Ever since Joe Biden became president elect, experts in cybersecurity and other fields have rushed to offer their guidance and influence his agenda come January.
The latest example comes from a new report from Democratic think tank Third Way, which argues that the United States “faces an unrelenting cybercrime wave that affects nearly every sector of the American economy and threatens U.S. security.” The challenge, the report claims, is fueled in part by an inability to meaningfully enforce cybercrime laws within the United States and across international borders.

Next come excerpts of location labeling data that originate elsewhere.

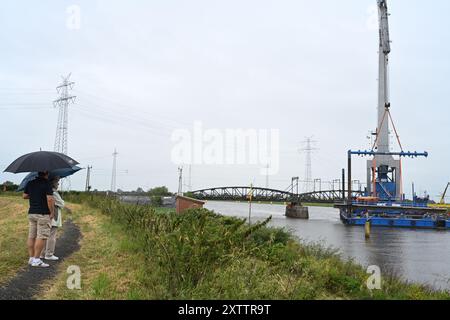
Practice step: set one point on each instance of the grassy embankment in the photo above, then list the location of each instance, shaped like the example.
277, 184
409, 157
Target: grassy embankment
131, 252
13, 236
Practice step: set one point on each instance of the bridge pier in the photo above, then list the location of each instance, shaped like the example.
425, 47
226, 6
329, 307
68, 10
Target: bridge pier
297, 211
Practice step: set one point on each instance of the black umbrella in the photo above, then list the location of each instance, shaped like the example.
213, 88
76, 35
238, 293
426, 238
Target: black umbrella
41, 161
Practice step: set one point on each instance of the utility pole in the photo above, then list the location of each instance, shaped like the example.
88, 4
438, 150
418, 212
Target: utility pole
65, 98
62, 127
88, 179
180, 181
294, 185
308, 149
114, 172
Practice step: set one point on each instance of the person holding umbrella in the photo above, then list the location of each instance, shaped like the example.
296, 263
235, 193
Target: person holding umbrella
41, 212
40, 195
48, 253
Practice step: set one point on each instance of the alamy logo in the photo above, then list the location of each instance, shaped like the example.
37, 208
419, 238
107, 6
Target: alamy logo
260, 147
74, 279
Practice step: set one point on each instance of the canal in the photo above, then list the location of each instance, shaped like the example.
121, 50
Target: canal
415, 255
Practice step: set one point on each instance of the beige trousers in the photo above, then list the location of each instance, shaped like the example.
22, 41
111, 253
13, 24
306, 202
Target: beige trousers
49, 248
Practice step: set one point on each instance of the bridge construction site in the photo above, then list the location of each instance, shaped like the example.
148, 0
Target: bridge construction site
383, 202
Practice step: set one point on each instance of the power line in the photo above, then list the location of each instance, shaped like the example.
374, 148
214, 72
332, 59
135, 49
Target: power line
114, 172
308, 149
63, 117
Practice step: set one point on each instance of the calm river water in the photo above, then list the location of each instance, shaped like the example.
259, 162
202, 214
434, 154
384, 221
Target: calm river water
416, 255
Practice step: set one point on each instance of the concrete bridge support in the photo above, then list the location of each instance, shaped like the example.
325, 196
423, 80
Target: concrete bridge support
297, 211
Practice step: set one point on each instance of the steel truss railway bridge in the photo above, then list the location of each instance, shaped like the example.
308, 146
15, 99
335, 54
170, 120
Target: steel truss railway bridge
270, 195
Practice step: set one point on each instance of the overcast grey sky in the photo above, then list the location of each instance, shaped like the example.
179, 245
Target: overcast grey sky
144, 69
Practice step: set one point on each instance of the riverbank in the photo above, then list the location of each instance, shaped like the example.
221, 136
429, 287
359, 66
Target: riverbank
146, 253
139, 252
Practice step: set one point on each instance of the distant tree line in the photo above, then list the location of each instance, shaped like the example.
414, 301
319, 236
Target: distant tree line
8, 186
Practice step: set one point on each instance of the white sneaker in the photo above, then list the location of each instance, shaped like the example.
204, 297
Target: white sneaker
52, 258
39, 264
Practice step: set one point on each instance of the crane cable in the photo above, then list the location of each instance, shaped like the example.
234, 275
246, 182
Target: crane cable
388, 113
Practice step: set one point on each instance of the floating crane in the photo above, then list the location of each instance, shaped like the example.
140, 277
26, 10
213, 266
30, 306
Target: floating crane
384, 203
444, 194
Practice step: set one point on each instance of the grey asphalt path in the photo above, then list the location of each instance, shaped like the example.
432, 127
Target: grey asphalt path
26, 284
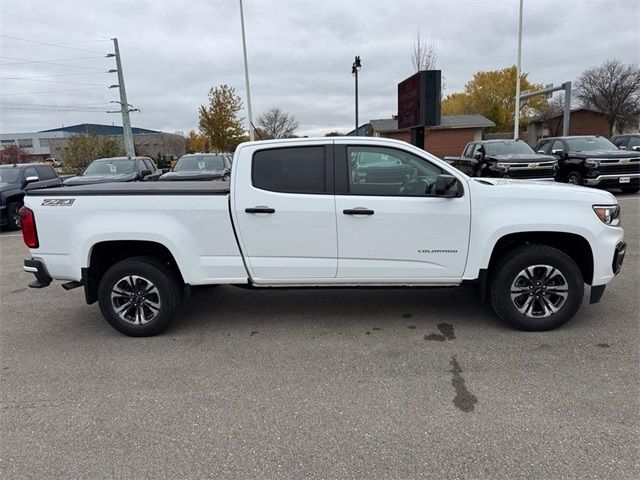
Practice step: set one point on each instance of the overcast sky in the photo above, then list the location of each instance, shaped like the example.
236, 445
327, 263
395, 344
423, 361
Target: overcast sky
300, 54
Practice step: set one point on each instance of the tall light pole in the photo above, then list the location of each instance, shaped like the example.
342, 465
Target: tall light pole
124, 106
516, 123
246, 75
355, 68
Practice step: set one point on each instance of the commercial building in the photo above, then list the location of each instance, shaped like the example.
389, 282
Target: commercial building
53, 143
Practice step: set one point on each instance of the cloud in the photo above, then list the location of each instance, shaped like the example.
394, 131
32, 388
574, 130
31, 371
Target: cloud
300, 53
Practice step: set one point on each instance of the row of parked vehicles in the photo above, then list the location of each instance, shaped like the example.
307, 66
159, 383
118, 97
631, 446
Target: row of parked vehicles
581, 160
17, 178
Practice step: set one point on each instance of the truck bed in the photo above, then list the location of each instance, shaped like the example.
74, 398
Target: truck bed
138, 188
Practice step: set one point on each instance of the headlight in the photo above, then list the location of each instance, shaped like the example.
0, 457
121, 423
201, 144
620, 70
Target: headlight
609, 214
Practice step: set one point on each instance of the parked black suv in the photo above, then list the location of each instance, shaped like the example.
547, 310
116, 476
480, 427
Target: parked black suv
504, 159
593, 161
117, 169
14, 179
629, 141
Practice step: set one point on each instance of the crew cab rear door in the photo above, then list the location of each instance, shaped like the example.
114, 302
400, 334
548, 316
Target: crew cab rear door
392, 228
284, 211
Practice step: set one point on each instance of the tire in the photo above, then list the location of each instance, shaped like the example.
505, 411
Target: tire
146, 315
548, 300
574, 178
13, 214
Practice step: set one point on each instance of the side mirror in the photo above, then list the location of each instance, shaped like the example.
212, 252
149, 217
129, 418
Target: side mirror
31, 179
447, 186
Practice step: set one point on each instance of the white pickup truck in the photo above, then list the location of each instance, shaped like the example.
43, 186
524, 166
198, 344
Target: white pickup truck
326, 212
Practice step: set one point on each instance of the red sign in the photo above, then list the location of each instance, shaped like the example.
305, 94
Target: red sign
409, 102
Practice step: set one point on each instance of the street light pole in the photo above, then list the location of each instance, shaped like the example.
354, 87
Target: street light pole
516, 123
354, 70
246, 75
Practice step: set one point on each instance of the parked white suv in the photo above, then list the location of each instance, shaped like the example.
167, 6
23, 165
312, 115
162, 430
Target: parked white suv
304, 212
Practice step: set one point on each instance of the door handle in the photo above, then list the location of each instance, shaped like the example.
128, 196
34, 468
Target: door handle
358, 211
260, 210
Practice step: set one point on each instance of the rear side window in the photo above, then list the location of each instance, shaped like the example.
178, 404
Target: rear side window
290, 170
45, 172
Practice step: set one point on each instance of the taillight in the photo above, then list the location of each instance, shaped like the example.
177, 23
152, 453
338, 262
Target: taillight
28, 226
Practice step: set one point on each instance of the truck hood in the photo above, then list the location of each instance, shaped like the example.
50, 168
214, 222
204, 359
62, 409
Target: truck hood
533, 190
606, 154
521, 158
89, 179
193, 175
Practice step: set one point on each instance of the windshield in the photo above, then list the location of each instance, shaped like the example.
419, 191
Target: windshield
587, 144
110, 167
9, 175
507, 148
200, 163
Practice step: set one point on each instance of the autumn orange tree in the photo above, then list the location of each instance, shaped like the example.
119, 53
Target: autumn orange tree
219, 121
492, 94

Whether it’s state-sponsored espionage, ransomware, intellectual property theft or targeting seniors, security incidents are exploding across the globe, with few bad actors being caught or brought to justice. Many cybercriminal groups operate in countries like Russia or China, which often decline to cooperate with the U.S. on enforcement or extradition matters. Other criminal groups or individuals also sometimes moonlight as government sponsored hackers, blurring the line between state and non-state activity.
Those problems have largely worsened this past year as the COVID-19 pandemic pushed many workers to work from less-secure home set ups and people are spending more time online.
One finding from the report that underscores just how rampant cybercrime has become: for every thousand reported cyber incidents, only three ever result in an arrest.
“This is a substantial cyber enforcement gap, and this is a crime for which perpetrators feel no consequence,” write authors Allison Peters, deputy director of Third Way’s National Security and Cyber Enforcement Initiative and Michael Garcia, a senior policy fellow.
Polling shows a clear consensus desire from the public that the U.S. government should place a higher priority on cracking down on cybercrime. This concern is particularly pronounced among older Americans, a constituency that Biden courted fastidiously during the primary and general elections.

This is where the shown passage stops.